Prêtrise rime avec traîtrise.

Hervé Lénervé

Je vous avais dit que j’étais rentré dans les ordres. Ça ne m’a pas plu, trop de désordre.

Je voulais être prêtre, non par vocation, encore moins par dévotion, mais pour pouvoir fréquenter ma nonne sans que son honneur en soit bafoué. C'était tout au mien, d'honneur, car je n'avais pas l'âme d'un curé. D'ailleurs, je ne connaissais pas très bien et même pas du tout, ce que l'on pouvait entendre par « âme » ? Le concept manquait de transparence dans l'image d'une évanescence spirituelle.

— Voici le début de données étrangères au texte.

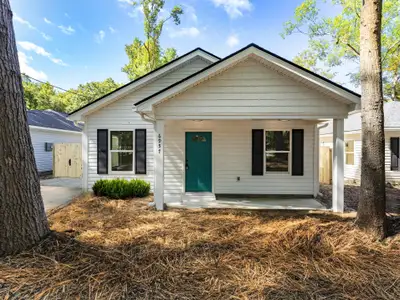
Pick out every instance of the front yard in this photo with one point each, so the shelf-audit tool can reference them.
(104, 249)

Hormis les sessions obligatoires de théologie, les messes à répétition, matines, vêpres, prime, tierce, sexte, pour nous empêcher de penser par nous-mêmes, de réfléchir par les mêmes et nous conditionner dans l'orthodoxie règlementaire. Lavage du cerveau de toutes sectes. Hormis toutes ces corvées militarisées, je cherchais ma nonne.

Je connaissais le quartier des sœurs, là où elles couvaient leur vertu dans leur couvent bien fermé, (mais dont j'avais copié la grosse clef de la solide grille). Elles se faneraient là, les bonnes-sœurs, chacune dans une cellule minuscule et spartiate avec pour seule décoration le crucifix règlementaire, H. : 30cm, L. :15cm, Ep. : 2.3cm, made in China. Je devais trouver le donjon de mon enjôleuse princesse, engeôlée vivante, je l'aurais cherchée jusqu'au Pandémonium, ma nonne. A force d'indiscrétions et en procédant par élimination, trois cellules me paraissaient ne pouvoir qu'être son « home no sweet home ». J'aurais encore pu peaufiner ma recherche, mais je n'en tenais plus, l'envie d'enfin la revoir et d'enfin en finir aussi avec cette farce grotesque quotidienne. Donc, j'optais pour : « le hasard fait bien les choses », plutôt que de demander le renseignement à l'autre du haut qui ne répond jamais, je n'avais plus de temps à perdre.

Je mis à profit la nuit entre deux messes pour forcer la première cellule dument repérée par une croix rouge tracée de mon sang sur la porte. Je vis le lit, les draps blancs monter et descendre aux rythme de ronflements pachydermiques. Ce ne pouvait être mon ange éthéré, non, impossible ! Pourtant, je me rapprochais pour écarter définitivement cette horrible hypothèse. Ouf ! C'était la grosse sœur barbue que j'avais déjà croisé une fois, en la saluant d'un « Bonjour mon père ! »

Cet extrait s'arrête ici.